Шествие в пасмурный день — страница 29 из 50

Старик успокаивающе покачал головой. Он выглядел как больной, пытающийся превозмочь тяжкую боль.

— Где болит?

— Нигде… — Старик опять отрицательно помотал головой.

— В самом деле не болит? Не скрываете?

— Нет, нет… все в порядке. Просто как-то вдруг вспомнилось…

— Что вспомнилось, дедушка?

— Да про орден «Золотого коршуна». Я ведь… забросил его в болото.

От неожиданности Кэй не сразу уловил смысл. Он невольно посмотрел в сторону болота. Тучи заволокли солнце, и болотце светилось белесым пятнышком. Его восточная часть густо заросла тростником.

— Когда война кончилась, я уже не восторгался геройским подвигом сына. Мне стало ясно, что мальчик погиб ни за что ни про что. Тогда-то я и начал пить… да буянить во хмелю. Душа разрывалась, когда видел, как в соседние дома возвращались молодые ребята… — Старика опять охватила дрожь. — …Вот тебе и «Великая Японская империя»! Вот тебе и «Да здравствует император!».— Старик смолк. Вид у него был совершенно обессиленный.

Кэй не знал, как его утешить. «Сын погиб, и погиб совсем молодым. Останься он в живых, был бы теперь постарше моего отца… События далекого прошлого каким-то непонятным образом связали меня с этим стариком». Кэй не сводил глаз с болота, и в какой-то момент ему померещилось, будто он видит, как на зыбком илистом дне зловеще светится «Золотой коршун». Кэй даже помотал головой, чтобы отогнать от себя жутковатое видение.

— Может быть, мне следовало сохранить его до твоего возвращения, но пожар все равно ничего бы не оставил… — добавил, поеживаясь, старик.

Вдали загудела полуденная сирена.


В агентство Кэй возвратился лишь к половине первого.

— Поздненько ты, поздненько… — заметил один из водителей.

Кэй тут же присочинил, что попал в затор, хотя на самом деле он опоздал из-за затянувшегося расставания со стариком: в конце концов пришлось пообещать, что он заедет в ближайшую пятницу. Причем Кэй настойчиво убеждал старика не приходить на холм, если будет дождливая погода. Ведь, не предупреди этого одержимого, он, чего доброго, заявится туда и в ураган. Уговорить старика удалось лишь после того, как Кэй сказал, что в дождь автомобильные рейсы к источнику вообще отменяются. Подъезжая к городу, Кэй принял решение по возможности не углублять свои отношения со стариком. Он предчувствовал, что рано или поздно может невольно причинить ему ненужную боль и страдания.

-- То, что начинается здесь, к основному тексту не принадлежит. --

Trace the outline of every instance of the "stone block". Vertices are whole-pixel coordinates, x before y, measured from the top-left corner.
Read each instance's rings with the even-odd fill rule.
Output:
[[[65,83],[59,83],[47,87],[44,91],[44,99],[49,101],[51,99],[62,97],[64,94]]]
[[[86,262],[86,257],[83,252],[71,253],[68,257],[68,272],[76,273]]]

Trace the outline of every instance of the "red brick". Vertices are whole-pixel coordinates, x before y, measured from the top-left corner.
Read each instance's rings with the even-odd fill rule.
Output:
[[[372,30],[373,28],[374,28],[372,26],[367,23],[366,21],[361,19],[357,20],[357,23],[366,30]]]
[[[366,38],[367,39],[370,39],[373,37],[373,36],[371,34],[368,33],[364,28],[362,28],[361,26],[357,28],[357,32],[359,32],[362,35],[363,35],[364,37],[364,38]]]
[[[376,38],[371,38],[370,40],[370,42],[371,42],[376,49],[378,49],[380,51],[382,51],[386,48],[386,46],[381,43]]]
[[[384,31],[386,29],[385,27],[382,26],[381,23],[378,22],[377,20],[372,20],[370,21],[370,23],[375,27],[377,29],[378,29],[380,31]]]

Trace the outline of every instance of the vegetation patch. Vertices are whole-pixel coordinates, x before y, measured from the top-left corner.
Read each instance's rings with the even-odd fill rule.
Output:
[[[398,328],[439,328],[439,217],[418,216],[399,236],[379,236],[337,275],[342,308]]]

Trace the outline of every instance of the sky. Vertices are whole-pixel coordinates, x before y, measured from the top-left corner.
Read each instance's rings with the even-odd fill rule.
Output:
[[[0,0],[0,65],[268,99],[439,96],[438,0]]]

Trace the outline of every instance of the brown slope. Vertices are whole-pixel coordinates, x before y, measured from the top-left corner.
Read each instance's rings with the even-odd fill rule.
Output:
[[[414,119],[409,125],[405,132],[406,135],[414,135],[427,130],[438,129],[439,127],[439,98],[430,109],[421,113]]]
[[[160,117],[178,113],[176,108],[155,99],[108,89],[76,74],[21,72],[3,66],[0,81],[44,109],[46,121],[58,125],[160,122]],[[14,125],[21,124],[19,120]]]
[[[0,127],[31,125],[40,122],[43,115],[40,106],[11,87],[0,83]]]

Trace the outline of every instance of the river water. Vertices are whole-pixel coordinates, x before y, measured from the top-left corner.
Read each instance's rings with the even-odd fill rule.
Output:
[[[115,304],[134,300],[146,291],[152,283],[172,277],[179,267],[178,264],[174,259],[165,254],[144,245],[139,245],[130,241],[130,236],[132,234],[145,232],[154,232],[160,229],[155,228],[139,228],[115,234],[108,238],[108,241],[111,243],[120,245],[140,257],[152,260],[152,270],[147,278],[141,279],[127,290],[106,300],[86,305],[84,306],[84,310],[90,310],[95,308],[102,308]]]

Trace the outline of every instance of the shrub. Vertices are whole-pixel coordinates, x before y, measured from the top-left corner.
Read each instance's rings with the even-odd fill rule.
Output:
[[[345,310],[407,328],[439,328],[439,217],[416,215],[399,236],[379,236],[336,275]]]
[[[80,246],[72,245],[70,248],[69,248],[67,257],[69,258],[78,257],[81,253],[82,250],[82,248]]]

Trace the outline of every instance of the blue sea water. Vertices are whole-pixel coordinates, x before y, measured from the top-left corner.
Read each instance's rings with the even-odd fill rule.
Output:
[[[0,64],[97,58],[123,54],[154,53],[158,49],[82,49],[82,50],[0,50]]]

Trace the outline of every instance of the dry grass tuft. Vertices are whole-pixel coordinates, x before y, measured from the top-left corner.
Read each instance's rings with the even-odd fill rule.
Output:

Когда Кэй вошел в столовую, там как раз обедал хозяин агентства. Перед ним стояла тарелка с рисом, приправленным кэрри, и овощной салат. Кэй даже облизнулся при виде любимых блюд.

— Однако ты изрядно запоздал!

— Извините, пожалуйста.

— Ничего, ничего. Лучше немножко задержаться, чем попасть в аварию.

Кэй почтительно склонил голову. В столовой было самообслуживание, и Кэй направился к электрокотлу, установленному в специальном углублении.

— Тут приходил один тип из сил самообороны, спрашивал тебя.

— Меня? — испуганно обернулся Кэй.

В коротко подстриженных волосах хозяина проскальзывала седина, на лбу выступили капельки пота. Он казался чем-то недовольным.

— Да, тебя… для вербовки. Он и дома у вас успел побывать. Твой папаша вроде бы сказал, что будет рад, если ты получишь подобающую закалку…

— Ты, говорят, заполнял раньше какую-то там анкету…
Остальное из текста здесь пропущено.